Questo disco ha un attacco risoluto e punkeggiante, una parte centrale variegata ed eccelsa con i quattro o cinque brani migliori, un epilogo rarefatto e psichedelico. Grande varietà quindi, anche perché da questo disco in poi tutti e cinque i musicisti del gruppo collaboreranno alle musiche mentre i testi restano quasi tutti appannaggio del cantante Eddie Vedder e oscillano, al solito, fra dura protesta politica, amara denuncia di difficoltà nei rapporti affettivi e, per quanto riguarda quelli più ermetici, non si sa bene cos’altro.

Onore ai Pearl Jam la cui umiltà, volontà di mantenere sempre i piedi per terra, indipendenza e rispetto per se stessi e per gli altri sono unici ed esemplari nel business musicale, almeno ai livelli che loro competono di notorietà e successo. Tutt’altro che depressi come l’iconografia grunge da loro ben presto smentita vorrebbe, sono per fortuna sanamente incazzati con chi fa il bello e il cattivo tempo in America ed soprattutto intraprendenti nello sfruttare la notorietà ed il palco per lanciare critiche ed iniziative politiche a getto continuo. L’enorme ed istantaneo successo iniziale è stato da loro nobilmente sfruttato per svincolarsi da qualsiasi condizionamento, fare quello che si sentivano di fare, suonare quello che decidevano di suonare. Hanno “pagato” per questo, con un proseguo di carriera dai risultati molto meno pirotecnici, comunque sostanziosi e gratificanti:  massimo rispetto per questi uomini.

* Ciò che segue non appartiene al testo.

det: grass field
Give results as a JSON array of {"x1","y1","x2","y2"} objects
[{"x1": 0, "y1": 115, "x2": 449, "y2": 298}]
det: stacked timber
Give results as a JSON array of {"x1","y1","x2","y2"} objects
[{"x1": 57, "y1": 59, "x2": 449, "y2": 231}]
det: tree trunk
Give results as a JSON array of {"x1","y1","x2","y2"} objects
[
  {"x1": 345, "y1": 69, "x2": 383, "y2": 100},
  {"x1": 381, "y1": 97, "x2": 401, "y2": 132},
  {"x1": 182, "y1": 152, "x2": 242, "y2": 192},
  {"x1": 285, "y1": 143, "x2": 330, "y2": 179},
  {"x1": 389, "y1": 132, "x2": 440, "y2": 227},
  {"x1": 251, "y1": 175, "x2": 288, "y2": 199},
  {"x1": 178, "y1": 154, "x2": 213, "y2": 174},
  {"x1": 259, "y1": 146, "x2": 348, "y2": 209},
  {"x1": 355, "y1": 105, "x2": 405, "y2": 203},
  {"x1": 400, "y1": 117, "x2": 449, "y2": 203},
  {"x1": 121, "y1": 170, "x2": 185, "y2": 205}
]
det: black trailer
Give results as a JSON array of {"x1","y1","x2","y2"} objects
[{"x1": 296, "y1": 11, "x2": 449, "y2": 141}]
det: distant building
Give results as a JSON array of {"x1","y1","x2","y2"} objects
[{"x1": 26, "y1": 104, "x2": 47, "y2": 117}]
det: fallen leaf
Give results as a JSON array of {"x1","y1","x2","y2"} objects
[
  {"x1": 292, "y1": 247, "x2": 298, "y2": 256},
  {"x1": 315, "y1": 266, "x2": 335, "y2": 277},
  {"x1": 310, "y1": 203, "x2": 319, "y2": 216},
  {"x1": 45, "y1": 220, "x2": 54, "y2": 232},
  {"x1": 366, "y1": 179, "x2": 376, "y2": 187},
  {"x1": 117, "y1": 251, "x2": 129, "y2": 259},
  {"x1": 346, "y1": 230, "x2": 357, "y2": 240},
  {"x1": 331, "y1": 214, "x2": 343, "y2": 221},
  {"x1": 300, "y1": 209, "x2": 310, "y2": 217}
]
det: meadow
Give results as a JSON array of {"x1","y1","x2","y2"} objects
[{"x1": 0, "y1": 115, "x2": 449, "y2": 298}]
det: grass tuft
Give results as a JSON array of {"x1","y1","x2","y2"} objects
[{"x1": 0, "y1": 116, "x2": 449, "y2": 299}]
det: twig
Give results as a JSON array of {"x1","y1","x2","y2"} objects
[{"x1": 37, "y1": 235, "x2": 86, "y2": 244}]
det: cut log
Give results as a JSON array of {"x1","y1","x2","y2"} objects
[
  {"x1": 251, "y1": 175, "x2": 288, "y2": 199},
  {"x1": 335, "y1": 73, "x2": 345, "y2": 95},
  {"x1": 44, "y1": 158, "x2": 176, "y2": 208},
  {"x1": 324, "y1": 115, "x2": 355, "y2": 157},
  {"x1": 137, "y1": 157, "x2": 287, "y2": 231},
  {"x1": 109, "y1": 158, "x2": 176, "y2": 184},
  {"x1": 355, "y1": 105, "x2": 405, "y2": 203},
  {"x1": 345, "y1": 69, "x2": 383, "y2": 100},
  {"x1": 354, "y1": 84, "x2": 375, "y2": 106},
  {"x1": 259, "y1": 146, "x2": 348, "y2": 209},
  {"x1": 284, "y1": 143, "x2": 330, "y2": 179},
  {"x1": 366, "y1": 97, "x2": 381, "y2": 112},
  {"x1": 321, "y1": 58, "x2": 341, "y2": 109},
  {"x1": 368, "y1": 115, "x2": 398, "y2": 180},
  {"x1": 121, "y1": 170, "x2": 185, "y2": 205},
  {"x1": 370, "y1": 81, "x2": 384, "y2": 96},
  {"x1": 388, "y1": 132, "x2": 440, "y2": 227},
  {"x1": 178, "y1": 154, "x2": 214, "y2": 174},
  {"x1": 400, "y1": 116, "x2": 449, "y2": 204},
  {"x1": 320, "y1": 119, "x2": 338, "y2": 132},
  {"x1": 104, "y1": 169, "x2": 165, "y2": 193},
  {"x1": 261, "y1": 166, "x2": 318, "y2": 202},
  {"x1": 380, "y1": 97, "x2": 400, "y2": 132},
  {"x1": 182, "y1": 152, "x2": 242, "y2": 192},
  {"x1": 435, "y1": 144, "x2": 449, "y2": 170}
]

Tornando alla musica, la mia personale reazione davanti alle loro opere, “Binaural” ancor di più che altre, è che tendo ad amare perdutamente tre, quattro, cinque delle cose ivi contenute, facendo invece tranquillamente a meno di tutto il resto. Resto indifferente ad esempio a tutte quelle schegge tardo punk (la triade d’esordio “Breakerfall”, “God’s Dice” e “Evacuation” e la ritmicamente faticosa “Grievance”) se non nelle occasionali, brevi e spesso geniali aperture melodiche che contengono (in genere nel ponte). Mi gusto poi, anche se moderatamente, le sortite del gruppo nell’hard rock assai temperamentale ma anche con una certa dose di anonimato, o meglio di appoggio a certi miti come Zeppelin e Who (è il caso di “Of The Girl” e “Rival”) oppure le uscite del cantante Vedder sul versante più intimista e malinconico (“Soon Forget”), alla lunga stancanti.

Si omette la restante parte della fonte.